11/5/12

Cuando pasó todo esto yo tenía cuatro años. Mis padres nos dejaron, a mi hermana y a mí, con Isabel, una vecina que parecía un ángel y que además nunca sudaba. Isabel hacía bizcocho con frutas escarchadas y siempre le pasaba a mi madre un platito con varios trozos cubiertos con una servilleta bordada por ella misma. Como tenía una hija que vivía en Alemania, en la Selva Negra, le mandaba pastillas de concentrado de zumo de naranja que nos gustaban mucho. Isabel las colocaba en unos vasos muy gruesos de color verde y después echaba agua fría. Me gustaba ver cómo se deshacía la pastilla y se convertía en un líquido muy agradable de beber. Así pasaron aquellos días: bebiendo concentrado de naranja y viendo a Ángel, su marido, sentado todo el día en un sillón de orejas leyendo el Abc. Ángel recitaba poemas de los hermanos Álvarez Quintero. Sacaba un papel doblado de uno de los bolsillos de la chaqueta y leía con excesivo sentimiento: A la orilla de la fuente / un caballero pasó / y la rosa dulcemente / de su tallo separó. Confieso que a mi edad no entendía por qué aquél señor hablaba de esa forma tan rara, como si le doliese algo o como si de pronto se viese empujado por una presencia invisible que solo veía él. Cuando acababa la lectura se quedaba un rato con el papel tembloroso en la mano y la vista perdida en algún punto desconocido. Después lo guardaba y volvía a agarrarse con fuerza al periódico. Su casa me daba miedo. Solo estaba tranquilo en el cuarto de estar, sentado a la mesa camilla en la que comíamos bizcocho y zumo alemán. El resto (las verdaderas tripas de la casa) era sombrío como un campo de muertos que tocaran el violín y recitaran poemas fúnebres. Ángel tampoco sudaba. En pleno verano era capaz de ir con traje, chaleco y corbata y no mostrar ningún brillo delator en su rostro o en las sienes. Aquél hombre poseía un misterioso sistema de refrigeración que le hacía muy diferente a los demás. Si te acercabas mucho podías oler su colonia de baño, la misma que se ponía su mujer y que tanto me gustaba disfrutar con los ojos cerrados.
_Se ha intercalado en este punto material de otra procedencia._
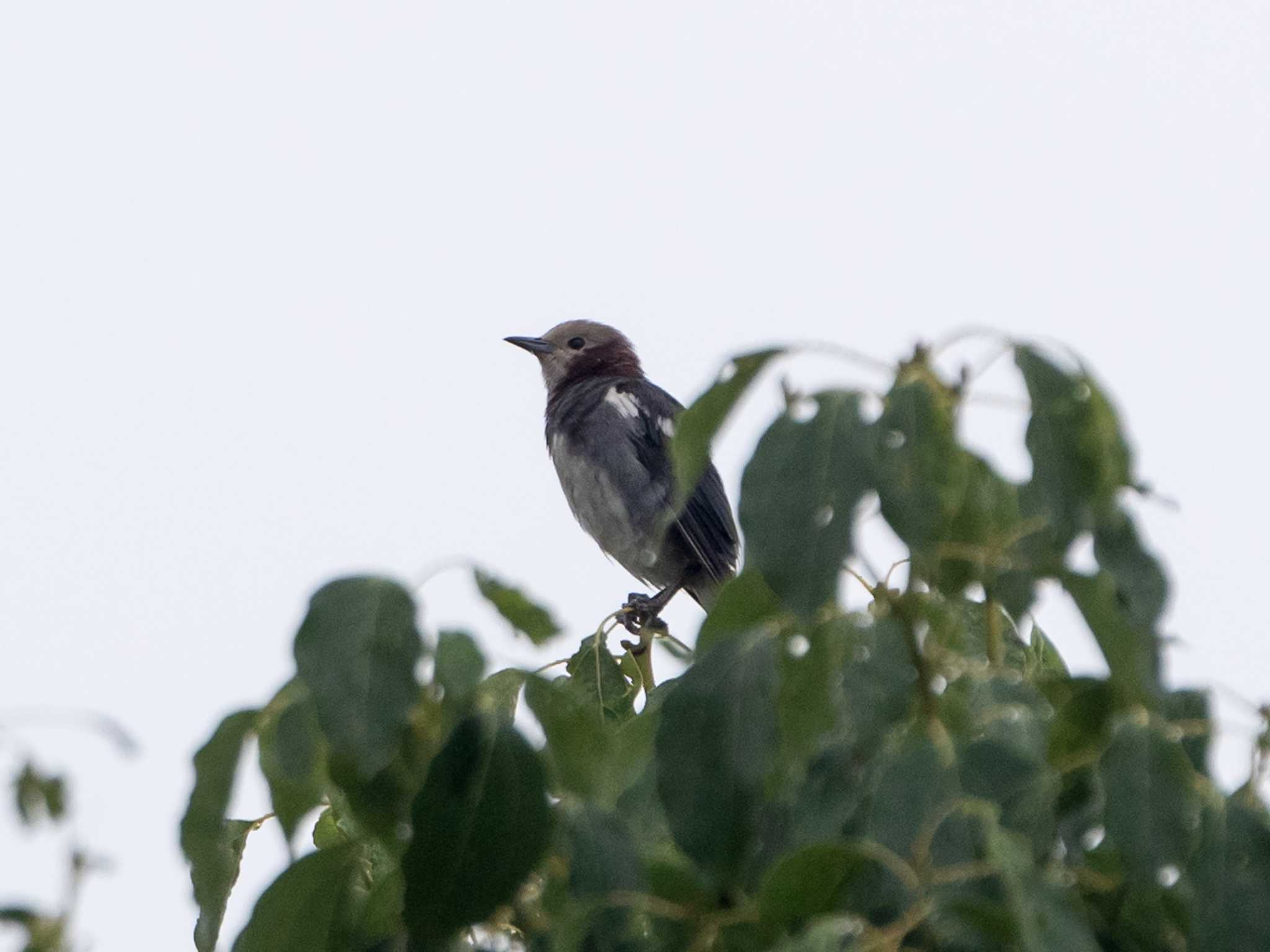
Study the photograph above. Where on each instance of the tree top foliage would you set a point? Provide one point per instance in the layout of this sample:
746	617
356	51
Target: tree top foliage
921	776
Ni mi hermana ni yo preguntamos por qué estábamos allí ni dónde habían ido nuestros padres. Debía ser un lugar solo para adultos, como cuando se iban al cine por la noche y nos dejaban a cargo de Isabel. Del entierro de mi abuela tampoco tengo mucha constancia. La enterraron en el cementerio de La Almudena, en un nicho que después cada primero de noviembre íbamos a visitar. Mi padre compraba flores en la entrada y luego tenía que buscar una escalera para colocarlas. Mi madre siempre le decía lo mismo: Luis, ten cuidado, mientras le sujetaba una pierna desde el suelo, más un gesto de preocupación cariñosa que una medida fiable de seguridad. Cuando las flores estaban ya en su sitio nos podíamos todos con las manos enlazadas a la espalda y mirábamos al suelo con los ojos cerrados. Yo nunca rezaba. Simplemente aprovechaba el momento de silencio para escuchar los golpes de viento del otoño y para recrearme en las hojas secas del suelo mezcladas con tallos de claveles y colillas. Acabado el silencio y el compungimiento, mi padre soltaba su frase de cada año: qué triste es la vida. Esto es lo único que queda de ella: unas letras, en origen doradas, que dan fe de que allí descansa una mujer que se llamaba Esperanza del Campo Fol.